Difference Between HMO and PPO: Everything You Need to Know
The difference between HMO and PPO is the size of the network, costs associated with each plan, and the type of coverage being received for both in- and out-of-network services. 4 min read
Difference Between HMO and PPO
The difference between HMO and PPO is the size of the network, costs associated with each plan, and the type of coverage being received for both in- and out-of-network services.
Key Factors to Consider When Choosing an HMO or PPO
- An HMO and PPO plan provide you access to certain doctors and hospitals within the plan’s network. Those doctors and hospitals within the network provided care at a reduced cost for its members.
- If you have an HMO plan and visit with a doctor or hospital that is out-of-network, the costs will be significantly higher as you will be required to pay the entire cost of medical services.
- Some HMO plans (not all) require that you choose a primary care physician (PCP).
- Some HMO plan requires that you receive a referral from your PCP before you can visit with a specialist. Therefore, you will need to visit with your PCP first (pay a copay) and then obtain a referral before visiting with another doctor.
- HMO premium costs are generally lower than PPO premium costs. HMO usually has no deductible whereas a PPO will have some sort of deductible that you will be responsible for if needing to use it.
- Keep in mind that PPO plans generally provide for more flexibility when choosing a doctor or hospital. You are not required to have a PCP nor are you required to meet with your physician and obtain a referral before seeing a specialist.
- There are also fewer restrictions in terms of PPO plans, particularly when choosing to visit with an out-of-network doctor or hospital. For example, while an HMO will require that you pay all expenses if visiting with an out-of-network provider, your PPO plan will still pay for a portion of your expenses when visiting an out-of-network provider.
What is an EPO plan?
An EPO plan combines the flexibility of a PPO plan with the cost-savings of HMO plans. Under the EPO plan, you won’t need to choose a PCP nor will you need a referral to visit with a specialist. However, you’ll have a limited number of doctors and hospitals within network to choose from. Further, EPO plans do not cover the costs of visiting an out-of-network provider, unless it’s an emergency.

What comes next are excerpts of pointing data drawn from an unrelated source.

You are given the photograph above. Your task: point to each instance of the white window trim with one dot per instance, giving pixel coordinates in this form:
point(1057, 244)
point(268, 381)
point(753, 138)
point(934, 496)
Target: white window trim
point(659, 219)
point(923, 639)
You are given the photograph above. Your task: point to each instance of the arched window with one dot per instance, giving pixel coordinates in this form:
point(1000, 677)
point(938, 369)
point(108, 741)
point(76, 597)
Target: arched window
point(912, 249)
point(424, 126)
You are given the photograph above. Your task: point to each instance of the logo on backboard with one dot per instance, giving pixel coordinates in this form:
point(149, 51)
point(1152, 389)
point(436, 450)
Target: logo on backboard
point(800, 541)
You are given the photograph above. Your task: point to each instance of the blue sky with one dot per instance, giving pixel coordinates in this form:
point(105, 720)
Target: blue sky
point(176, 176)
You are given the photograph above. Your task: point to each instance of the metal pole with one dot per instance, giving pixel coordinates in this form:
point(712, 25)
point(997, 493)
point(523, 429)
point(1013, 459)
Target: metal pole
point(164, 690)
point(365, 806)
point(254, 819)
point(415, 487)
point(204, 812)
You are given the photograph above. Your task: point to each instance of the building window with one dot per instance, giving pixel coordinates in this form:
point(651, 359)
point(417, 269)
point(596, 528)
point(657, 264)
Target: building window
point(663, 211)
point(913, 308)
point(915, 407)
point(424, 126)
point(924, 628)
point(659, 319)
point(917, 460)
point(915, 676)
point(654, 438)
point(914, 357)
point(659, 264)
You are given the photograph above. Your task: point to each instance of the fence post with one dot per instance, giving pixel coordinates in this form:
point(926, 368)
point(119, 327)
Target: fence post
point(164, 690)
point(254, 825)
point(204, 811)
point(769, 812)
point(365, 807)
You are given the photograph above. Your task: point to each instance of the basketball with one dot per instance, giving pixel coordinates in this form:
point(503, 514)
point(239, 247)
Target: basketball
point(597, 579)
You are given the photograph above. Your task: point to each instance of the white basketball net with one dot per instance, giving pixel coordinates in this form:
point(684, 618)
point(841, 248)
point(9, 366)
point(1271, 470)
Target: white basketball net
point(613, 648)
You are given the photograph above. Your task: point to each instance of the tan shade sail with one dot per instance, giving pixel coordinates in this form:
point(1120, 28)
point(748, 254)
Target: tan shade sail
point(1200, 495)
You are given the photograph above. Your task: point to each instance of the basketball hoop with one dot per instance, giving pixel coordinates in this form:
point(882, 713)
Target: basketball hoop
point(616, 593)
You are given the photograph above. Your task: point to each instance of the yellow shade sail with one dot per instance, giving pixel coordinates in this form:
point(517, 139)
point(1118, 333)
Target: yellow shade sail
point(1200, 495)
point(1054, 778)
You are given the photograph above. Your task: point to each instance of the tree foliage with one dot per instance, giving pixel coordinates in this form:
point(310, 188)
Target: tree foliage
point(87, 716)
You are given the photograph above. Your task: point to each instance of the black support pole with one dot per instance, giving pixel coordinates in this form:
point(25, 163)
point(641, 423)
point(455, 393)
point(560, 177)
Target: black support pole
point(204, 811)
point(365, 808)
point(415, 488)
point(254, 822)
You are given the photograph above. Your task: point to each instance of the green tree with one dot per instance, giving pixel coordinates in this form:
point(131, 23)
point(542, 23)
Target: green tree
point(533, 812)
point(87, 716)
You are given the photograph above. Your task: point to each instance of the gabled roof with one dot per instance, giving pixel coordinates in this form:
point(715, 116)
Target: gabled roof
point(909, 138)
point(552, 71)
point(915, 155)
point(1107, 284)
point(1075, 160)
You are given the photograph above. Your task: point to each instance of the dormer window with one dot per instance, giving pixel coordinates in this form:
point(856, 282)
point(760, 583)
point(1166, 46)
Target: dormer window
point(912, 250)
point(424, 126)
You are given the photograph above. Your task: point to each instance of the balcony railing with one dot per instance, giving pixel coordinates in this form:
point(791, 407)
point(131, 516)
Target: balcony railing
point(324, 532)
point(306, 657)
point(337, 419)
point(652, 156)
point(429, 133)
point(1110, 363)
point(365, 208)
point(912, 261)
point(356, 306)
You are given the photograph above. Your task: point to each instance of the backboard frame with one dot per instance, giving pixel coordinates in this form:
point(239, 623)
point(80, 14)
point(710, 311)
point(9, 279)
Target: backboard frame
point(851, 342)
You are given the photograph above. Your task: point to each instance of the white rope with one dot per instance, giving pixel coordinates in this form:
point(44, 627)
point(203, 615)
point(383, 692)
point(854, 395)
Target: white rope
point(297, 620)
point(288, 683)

Difference in Cost of HMO and PPO
The costs are generally what most people think of first when choosing which type of health insurance plan to use. With a PPO plan, you will be paying higher premium costs while also having a deductible. However, you will also benefit from receiving medical treatment from an out-of-network provider while not having to incur all expenses associated with visiting a doctor or hospital out-of-network. If you have medical issues, choosing a PPO plan may be best for you. Moreover, as previously noted, you won’t be required to choose a PCP nor will you have to obtain a referral every time you wish to visit with a specialist or have special medical testing done. An HMO plan, on the other hand, offers no financial assistance if you use a provider out-of-network.
For example, on average, you may pay $280/month for an HMO plan compared to $300/month for the PPO plan. You’ll also want to keep in mind that lower co-pays associated with the HMO plan, and also the deductible that you’ll be required to pay with the PPO plan. However, some HMOs also include deductibles. When determining which type of coverage is best for you, you’ll want to consider whether or not flexibility is important to you, while also weighing the cost-benefit analysis to determine which type of coverage will benefit you the most.
How to Enroll
Every fall season, you can enroll in either plan through the health insurance marketplace of through Medicare. You’ll want to keep the following important dates and deadlines in mind:
- November 1: Open enrollment begins. You’ll learn of new plans, new prices, and any other changes in coverage for each type of plan.
- December 15: This is generally the last day for enrollment as the new plan takes effect on January 1.
- January 15: This will be the last to enroll or change coverage, which will take effecton February 1.
- January 31: Open enrollment ends on this day. Any changes made on this day will take effect on March 1.
For Medicare participants, the following dates and deadlines are:
- October 15. Annual election period begins
- December 7: This is the last day for you to make changes to your Medicare coverage, which will take effect on January 1.
- On January 1, you can also begin the disenrollment period, meaning that you can leave a Medicare Advantage plan and switch to an Original Medicare plan.
- February 14: Medicare Advantage Disenrollment period ends on this day. This is the last day in which you can switch back to the Original Medicare plan and add a Part D Prescription Drug Plan.